Their technique was clear: They would impugn the patriotism of the Irish-born nominee.
“Her position,” said Frank Gaffney of the Center for Security Policy, “is easily confused with that of people who are actually enemies of the United States.”
Allen West, the former Republican congressman from Florida, said “Ms. Power is an uber-left, militant progressive whose previous statements against America and Israel should cause us concern.”
Jerry Boykin, a retired general, determined that Power “would like to very much convince us that we should be ashamed of America.”
Author Diana West accused Power of “an attack on Americans in a very personal way.”
And, finally, Mort Klein of the far-right Zionist Organization of America accused her of “borderline” anti-Semitism and announced: “Samantha Power is bad for America.”
I went to college with Power and have spoken with her at various points in the years since. I’ve known her to be outspoken and brash, but I was unaware that she was un-American. I asked the speakers whether they really believed she was an enemy of the United States or whether they merely disagreed with her politics.

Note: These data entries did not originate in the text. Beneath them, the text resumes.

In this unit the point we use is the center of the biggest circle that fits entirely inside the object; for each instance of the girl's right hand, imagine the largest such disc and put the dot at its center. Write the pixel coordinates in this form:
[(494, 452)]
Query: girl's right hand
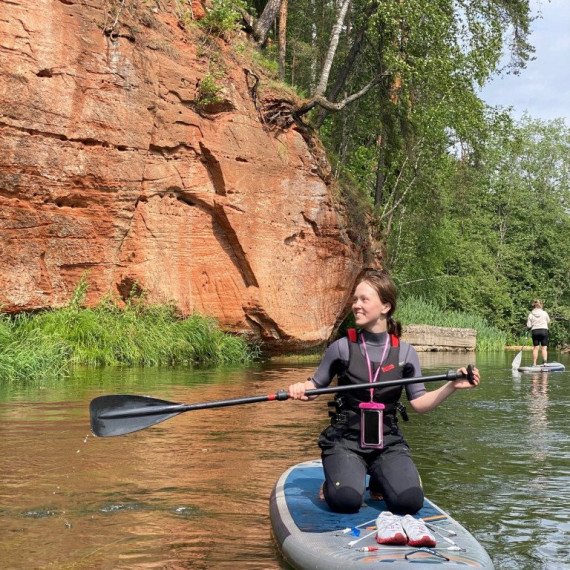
[(297, 390)]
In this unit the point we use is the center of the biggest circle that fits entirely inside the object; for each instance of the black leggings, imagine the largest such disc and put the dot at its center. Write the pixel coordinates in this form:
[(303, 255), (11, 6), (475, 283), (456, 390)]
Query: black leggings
[(392, 473)]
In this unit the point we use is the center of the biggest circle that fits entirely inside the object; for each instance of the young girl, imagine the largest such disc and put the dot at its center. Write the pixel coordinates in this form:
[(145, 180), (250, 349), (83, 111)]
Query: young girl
[(372, 353)]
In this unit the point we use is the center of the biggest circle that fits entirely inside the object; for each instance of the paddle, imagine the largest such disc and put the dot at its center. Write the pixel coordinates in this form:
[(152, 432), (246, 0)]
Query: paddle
[(122, 413)]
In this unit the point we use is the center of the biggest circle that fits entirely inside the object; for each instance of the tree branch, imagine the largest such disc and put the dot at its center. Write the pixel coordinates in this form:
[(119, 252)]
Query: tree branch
[(339, 105)]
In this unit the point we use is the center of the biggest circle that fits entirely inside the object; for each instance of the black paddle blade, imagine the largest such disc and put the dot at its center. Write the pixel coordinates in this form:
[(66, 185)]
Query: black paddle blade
[(120, 414)]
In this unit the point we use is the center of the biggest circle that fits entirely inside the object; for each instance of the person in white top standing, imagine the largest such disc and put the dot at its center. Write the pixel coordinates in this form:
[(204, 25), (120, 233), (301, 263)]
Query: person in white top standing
[(537, 321)]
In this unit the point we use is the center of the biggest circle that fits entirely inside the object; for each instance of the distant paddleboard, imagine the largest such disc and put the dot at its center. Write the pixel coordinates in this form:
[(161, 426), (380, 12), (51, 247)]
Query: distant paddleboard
[(548, 367)]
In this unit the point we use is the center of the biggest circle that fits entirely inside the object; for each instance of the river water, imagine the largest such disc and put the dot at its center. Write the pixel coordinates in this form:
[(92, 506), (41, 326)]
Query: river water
[(192, 492)]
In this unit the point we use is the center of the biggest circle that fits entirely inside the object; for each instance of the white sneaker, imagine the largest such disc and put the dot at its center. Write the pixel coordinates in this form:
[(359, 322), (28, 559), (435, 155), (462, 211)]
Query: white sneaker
[(389, 529), (417, 531)]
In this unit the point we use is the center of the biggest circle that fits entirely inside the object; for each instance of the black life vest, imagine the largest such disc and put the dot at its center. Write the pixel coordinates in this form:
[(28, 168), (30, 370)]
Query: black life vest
[(357, 373)]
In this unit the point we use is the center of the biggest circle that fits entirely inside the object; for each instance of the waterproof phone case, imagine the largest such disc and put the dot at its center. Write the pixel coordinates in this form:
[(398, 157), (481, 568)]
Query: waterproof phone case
[(371, 425)]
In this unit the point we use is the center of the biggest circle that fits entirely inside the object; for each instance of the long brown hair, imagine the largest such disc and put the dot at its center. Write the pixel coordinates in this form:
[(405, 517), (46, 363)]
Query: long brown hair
[(382, 283)]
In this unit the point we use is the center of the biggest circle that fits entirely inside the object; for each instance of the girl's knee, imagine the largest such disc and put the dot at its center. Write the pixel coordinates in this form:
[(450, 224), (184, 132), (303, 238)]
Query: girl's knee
[(408, 502), (343, 499)]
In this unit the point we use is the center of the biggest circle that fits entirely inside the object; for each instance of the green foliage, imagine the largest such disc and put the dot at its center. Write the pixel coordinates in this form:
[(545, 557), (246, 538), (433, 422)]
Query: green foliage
[(415, 310), (222, 17), (47, 343), (496, 234), (208, 92)]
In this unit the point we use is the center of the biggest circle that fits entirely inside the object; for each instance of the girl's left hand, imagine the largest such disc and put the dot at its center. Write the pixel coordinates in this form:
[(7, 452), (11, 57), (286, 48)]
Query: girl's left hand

Gaffney, who had convened Wednesday’s news conference at the National Press Club, hit the innuendo button again. “Whatever one thinks of her patriotism, it is very clearly not a view of patriotism that is shared by the vast majority of the American people,” he said, “nor do I think by any, you know, sort of common definition of the term.”
Critics of Power won’t get far simply by saying they disagree with her philosophy because it closely tracks that of the president. Instead, they are using a method against Power that they have often used against Obama: That she is something alien, something other than a patriotic American.
Allen West added his belief that “Ms. Power has consistently shown a disdain for American strength.” The former lawmaker said that, particularly as “we celebrate the 237th anniversary of our independence,” he finds the nomination to be “simply FUBAR” – a military acronym for (expletive) Up Beyond All Recognition.
Much of the participants’ hostility toward Power was better directed toward the United Nations itself, which they see as a threat to American sovereignty.
Certainly, Power is idealistic, and she believes in international cooperation and humanitarian intervention. The conservatives are entitled to disagree. But this doesn’t make Power a Marxist, or someone “who reviles American greatness,” as Gaffney put it in a letter to the Senate signed by the likes of Phyllis Schlafly, Richard Viguerie and Ginni Thomas, wife of Supreme Court Justice Clarence Thomas.
Gaffney closed his assembly with a prayer that the “sense of freedom and the grace” of the Fourth of July would inspire the Senate to reject Power’s nomination. But in confirming Power, the senators will be upholding the very patriotic belief that in America, a political opponent is not the enemy.